After the analogue system is completely switched off in 2011, the decoder will be needed to convert the analogue signal to digital for TV sets that are not digitally compliant.

Speaking at the event, communications minister Ivy Matsepe-Casaburri said government realises that there are many South Africans who will not be able to afford the set top box, and as such, the department would devise a scheme to subsidise set top boxes for the poor.

The set top box will be sold for around R700 (US$72) of which R400 ($41) will be subsidised by government for poor households using the Universal Service Fund. Cabinet has already approved R2.4 billion ($300 000) for the subsidisation of the decoders to the five-million poorest households

The industry is changing over to digital TV in accordance with the International Telecommunications Union (ITU) directive, to ensure that there is ongoing co-ordination and protection from interference of broadcasting signals.

The protection of signals agreement that all countries currently enjoy will come to an end by 2015.

At the moment, South Africa has agreements with a number of countries to ensure that there is no interference between various countries through its integrated frequency plans.

Benefits of going digital

As a result of the increased efficient frequency signals, it will now be possible to provide new television channels and specialised television services dedicated to education, health, youth, sports as well as three regional service channels.

This move has been backed by the public broadcaster the South African Broadcasting Corporation (SABC).

The acting chief executive officer of SABC, Gab Mampone said the public broadcaster would provide up to eight new video channels in the same bandwidth as one analogue channel.

“The migration to digital process is expected to take a minimum of three years. Viewers will still be in a position to receive the current analogue services of SABC 1, 2, 3 and e-tv and M-Net,” he said.

During the Johannesburg launch, attendees were already able to view two new SABC channels, which were showcased during the event. This was the SABC entertainment channel as well as SABC’s international news channel.

Viewers can also expect an additional channel from free-to-air channel e-tv and another one from pay-TV broadcaster M-Net.

According to spokesperson for the communication department Joe Makhafola, the SABC, e-tv and M-Net will distribute some three thousand decoders collectively on a trial basis. After the trials, the digital signal will be available to the public as an option to use mid 2009, even though they still have analogue option until 2011.

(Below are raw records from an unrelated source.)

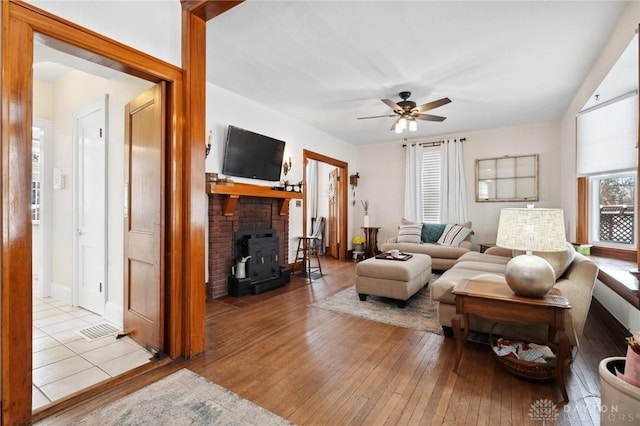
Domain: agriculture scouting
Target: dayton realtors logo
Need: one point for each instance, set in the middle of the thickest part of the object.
(543, 410)
(546, 412)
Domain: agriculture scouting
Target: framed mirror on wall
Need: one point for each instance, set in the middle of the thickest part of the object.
(507, 179)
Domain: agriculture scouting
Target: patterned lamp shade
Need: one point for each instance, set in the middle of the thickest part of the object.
(531, 229)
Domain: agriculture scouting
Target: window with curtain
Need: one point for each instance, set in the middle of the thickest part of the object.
(431, 178)
(607, 155)
(612, 208)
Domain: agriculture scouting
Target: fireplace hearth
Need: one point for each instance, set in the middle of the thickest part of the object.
(257, 268)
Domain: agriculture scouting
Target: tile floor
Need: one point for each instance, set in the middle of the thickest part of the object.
(64, 362)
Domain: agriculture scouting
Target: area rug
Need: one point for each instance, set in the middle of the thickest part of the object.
(419, 314)
(182, 398)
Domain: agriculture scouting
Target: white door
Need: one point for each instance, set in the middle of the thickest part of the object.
(90, 206)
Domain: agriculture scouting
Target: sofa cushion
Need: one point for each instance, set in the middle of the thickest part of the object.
(431, 232)
(559, 260)
(410, 233)
(453, 235)
(475, 256)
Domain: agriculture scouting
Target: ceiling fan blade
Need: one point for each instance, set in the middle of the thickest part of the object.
(429, 117)
(432, 105)
(377, 116)
(394, 106)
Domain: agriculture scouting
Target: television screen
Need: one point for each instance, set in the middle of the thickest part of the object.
(251, 155)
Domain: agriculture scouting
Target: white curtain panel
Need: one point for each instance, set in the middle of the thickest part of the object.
(453, 191)
(413, 183)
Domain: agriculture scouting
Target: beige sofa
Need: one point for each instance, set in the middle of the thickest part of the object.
(442, 256)
(575, 278)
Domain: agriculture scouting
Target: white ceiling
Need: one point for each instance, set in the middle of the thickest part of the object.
(327, 63)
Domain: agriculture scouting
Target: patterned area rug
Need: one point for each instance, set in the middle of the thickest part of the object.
(183, 398)
(419, 314)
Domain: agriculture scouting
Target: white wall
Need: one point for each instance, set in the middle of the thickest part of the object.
(153, 27)
(225, 108)
(619, 40)
(69, 94)
(382, 170)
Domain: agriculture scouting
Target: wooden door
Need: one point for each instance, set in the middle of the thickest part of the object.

The aim of the trials would be to ensure that technical gremlins in the system are sorted out before the service is made fully available to the public.

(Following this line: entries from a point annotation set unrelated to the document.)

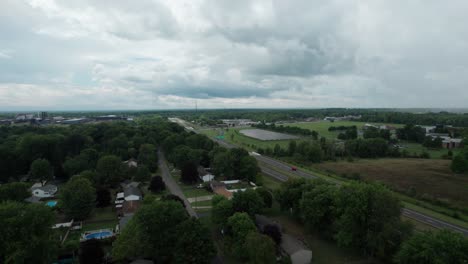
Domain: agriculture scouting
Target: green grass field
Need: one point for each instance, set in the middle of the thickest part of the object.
(322, 126)
(423, 177)
(232, 135)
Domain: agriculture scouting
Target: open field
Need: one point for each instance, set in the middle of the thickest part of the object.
(322, 126)
(412, 148)
(233, 136)
(423, 177)
(266, 135)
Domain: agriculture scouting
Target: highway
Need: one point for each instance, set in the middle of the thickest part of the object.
(172, 185)
(281, 171)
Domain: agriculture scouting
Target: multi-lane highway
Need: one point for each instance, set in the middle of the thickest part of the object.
(281, 171)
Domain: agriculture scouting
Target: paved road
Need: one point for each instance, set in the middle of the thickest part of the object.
(281, 166)
(172, 185)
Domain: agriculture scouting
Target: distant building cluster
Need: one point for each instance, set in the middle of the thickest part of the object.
(44, 118)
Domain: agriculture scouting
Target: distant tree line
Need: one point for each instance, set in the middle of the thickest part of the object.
(288, 129)
(366, 217)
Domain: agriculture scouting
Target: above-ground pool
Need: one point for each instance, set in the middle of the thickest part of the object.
(98, 235)
(51, 203)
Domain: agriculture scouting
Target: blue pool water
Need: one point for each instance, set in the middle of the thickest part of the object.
(99, 235)
(51, 203)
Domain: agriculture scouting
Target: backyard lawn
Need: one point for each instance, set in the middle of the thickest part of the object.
(322, 126)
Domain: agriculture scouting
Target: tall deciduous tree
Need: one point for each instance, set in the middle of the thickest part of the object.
(260, 248)
(15, 191)
(77, 198)
(110, 170)
(41, 170)
(194, 244)
(248, 201)
(26, 236)
(189, 173)
(440, 247)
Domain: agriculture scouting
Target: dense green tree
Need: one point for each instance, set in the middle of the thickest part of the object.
(193, 243)
(103, 197)
(157, 184)
(369, 215)
(147, 155)
(151, 233)
(77, 198)
(248, 201)
(221, 210)
(318, 209)
(260, 248)
(110, 170)
(290, 193)
(239, 226)
(189, 173)
(41, 170)
(26, 236)
(143, 174)
(15, 191)
(266, 195)
(91, 252)
(274, 232)
(433, 248)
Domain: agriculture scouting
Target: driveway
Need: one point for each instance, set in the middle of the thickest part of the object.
(172, 185)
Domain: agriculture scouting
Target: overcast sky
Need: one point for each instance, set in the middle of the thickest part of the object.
(148, 54)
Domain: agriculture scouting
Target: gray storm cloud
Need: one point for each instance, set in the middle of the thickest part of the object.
(166, 54)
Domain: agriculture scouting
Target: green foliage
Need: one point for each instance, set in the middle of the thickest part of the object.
(147, 156)
(366, 213)
(193, 243)
(439, 247)
(248, 201)
(143, 174)
(157, 185)
(162, 231)
(222, 209)
(266, 196)
(77, 198)
(15, 191)
(110, 170)
(239, 226)
(260, 248)
(41, 170)
(460, 162)
(318, 209)
(26, 236)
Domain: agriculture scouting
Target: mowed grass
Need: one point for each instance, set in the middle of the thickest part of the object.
(425, 177)
(321, 127)
(233, 136)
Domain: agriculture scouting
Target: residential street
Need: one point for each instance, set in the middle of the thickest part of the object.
(171, 185)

Makhafola also added that the decoders have been developed locally, in a bid to encourage the increased participation of black entrepreneurs in the ICT sector,

“Government has decided to encourage the participation of more black people to transform the local industry.”

Despite concerns from the industry that the trial decoders have entered the country and are yet to be approved by standard authorities, Makhafola is confident that the process will not have too many glitches along the way.

South Africa now joins countries like the United Kingdom, New Zealand, United States, France and Mauritius that are advanced in their migration process of moving from analogue to digital.

Overseeing the process

Matsepe-Casaburri has appointed the Digital Dzonga Advisory Council to advise on and oversee the complex process of changing the system from analogue to digital.

The 12-member council consists of representatives from various sectors as well as the labour and consumer groups.

Lara Kantor, the chairperson of the Council, says the trial to be an important first step, “We are excited to be witnessing the start of the broadcaster trials on DTT. We believe the trials will yield important findings to guide us, as we plan for the launch of DTT to the public in mid-2009.”